Años más tarde, el joven policía de Godstown que había encontrado al viejo Callahan pendido con su cuerda de tender volvió a pensar en aquel hombre. Su compañero pecoso, con el mismo aspecto que entonces gracias al elixir Callahan, estaba en el asiento de al lado tomando un café. Larry, cuya única diferencia con el antiguo Larry era que se había afeitado la perilla, le dijo a su amigo:
—Aún no me explico lo de Callahan.
—¿El qué exactamente? —su compañero dio un sorbo al café y puso los pies sobre la mesa.
—Lo del suicidio. Por más que le doy vueltas, no me lo explico. ¿Por qué iba a querer suicidarse alguien que acaba de descubrir el elixir de la inmortalidad?
—Quién sabe. Aquel hombre no tenía familia. Quizás no quería vivir eternamente sin familia —dijo y bebió otro sorbo de café, mientras se rascaba la barriga.
—Ya, pero el elixir le hubiera convertido en el científico más prestigioso del planeta y seguramente, en la persona más rica del Universo. ¿Quién en su sano juicio podría renunciar a eso? —dijo Larry, acariciando una perilla inexistente.
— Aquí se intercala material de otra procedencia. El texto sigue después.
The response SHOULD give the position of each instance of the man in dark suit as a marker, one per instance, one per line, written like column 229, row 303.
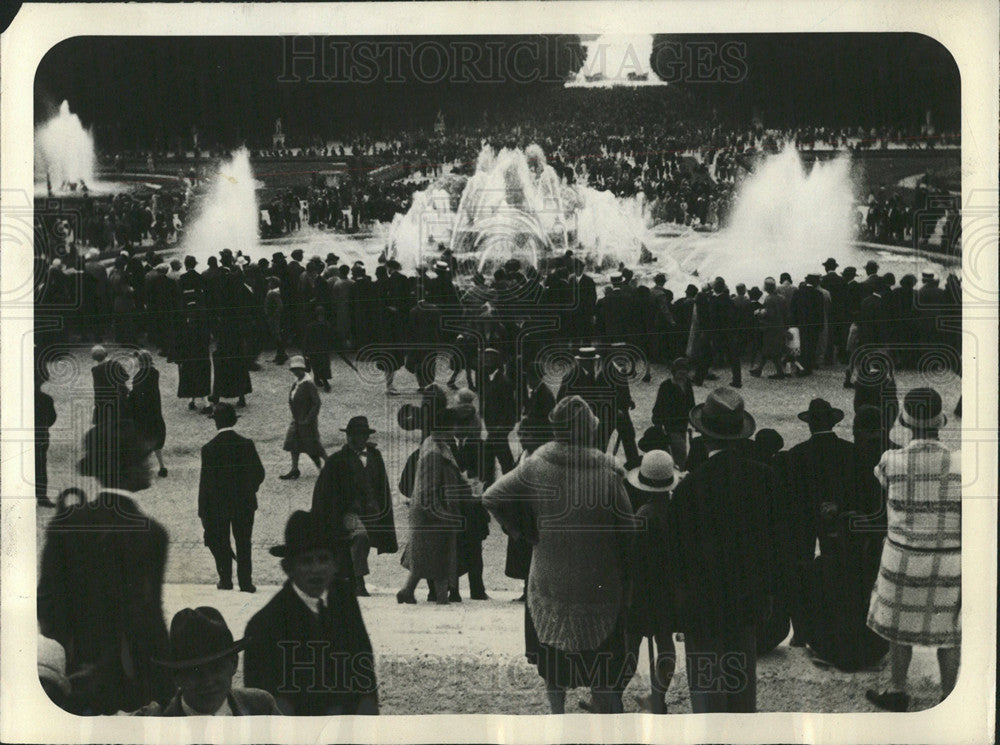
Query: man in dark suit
column 352, row 493
column 100, row 586
column 110, row 392
column 872, row 281
column 807, row 315
column 719, row 326
column 309, row 646
column 674, row 401
column 203, row 660
column 829, row 599
column 837, row 337
column 498, row 403
column 584, row 296
column 231, row 473
column 872, row 321
column 723, row 551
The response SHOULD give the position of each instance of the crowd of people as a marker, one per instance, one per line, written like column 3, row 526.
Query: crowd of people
column 727, row 555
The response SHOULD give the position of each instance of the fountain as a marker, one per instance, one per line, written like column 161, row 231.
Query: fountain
column 64, row 152
column 514, row 206
column 784, row 219
column 228, row 216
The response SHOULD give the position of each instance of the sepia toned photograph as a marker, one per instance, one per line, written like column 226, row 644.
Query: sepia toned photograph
column 499, row 374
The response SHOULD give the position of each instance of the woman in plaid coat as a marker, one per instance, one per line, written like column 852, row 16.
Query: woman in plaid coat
column 917, row 597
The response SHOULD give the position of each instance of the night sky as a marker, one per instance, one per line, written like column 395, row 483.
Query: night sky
column 147, row 92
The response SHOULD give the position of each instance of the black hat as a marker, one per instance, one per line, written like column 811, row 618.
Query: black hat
column 654, row 438
column 769, row 440
column 358, row 424
column 304, row 532
column 199, row 636
column 868, row 420
column 109, row 450
column 409, row 417
column 723, row 416
column 922, row 410
column 681, row 363
column 224, row 414
column 821, row 413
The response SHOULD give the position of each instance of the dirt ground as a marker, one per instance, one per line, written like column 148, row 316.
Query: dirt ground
column 456, row 659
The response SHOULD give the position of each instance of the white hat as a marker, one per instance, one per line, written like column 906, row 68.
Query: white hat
column 656, row 474
column 52, row 663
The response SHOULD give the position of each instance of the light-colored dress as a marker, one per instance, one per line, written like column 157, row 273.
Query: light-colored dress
column 917, row 598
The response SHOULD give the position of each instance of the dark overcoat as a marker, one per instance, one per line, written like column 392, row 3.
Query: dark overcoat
column 344, row 482
column 290, row 652
column 723, row 544
column 231, row 474
column 100, row 595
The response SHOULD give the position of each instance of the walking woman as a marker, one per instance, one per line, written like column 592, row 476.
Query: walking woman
column 435, row 521
column 303, row 432
column 580, row 523
column 194, row 360
column 146, row 408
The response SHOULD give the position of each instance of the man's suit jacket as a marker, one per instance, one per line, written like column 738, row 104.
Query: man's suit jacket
column 100, row 595
column 872, row 322
column 110, row 391
column 231, row 473
column 724, row 543
column 290, row 652
column 243, row 702
column 819, row 470
column 499, row 404
column 344, row 482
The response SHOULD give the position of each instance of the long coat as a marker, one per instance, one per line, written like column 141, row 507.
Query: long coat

—No lo sé, alguien noble a quien no le importase el dinero o la fama.
—¿Estás de broma? No hay hombre en el mundo más famoso que Callahan. Todos los días se dan conferencias sobre él. Tiene millones de seguidores en congregaciones. Hasta hay calles, barrios y plazas a su nombre y varios días festivos en su honor.
—Yo lo que no entiendo es cómo puedes juzgar al hombre que nos ha dado la vida eterna —el policía gordinflón bajó las piernas de la mesa y se puso a buscar algo en los bolsillos del pantalón—. Anda, Larry, deja de decir sandeces y tómate el elixir. Ya son las 11:30.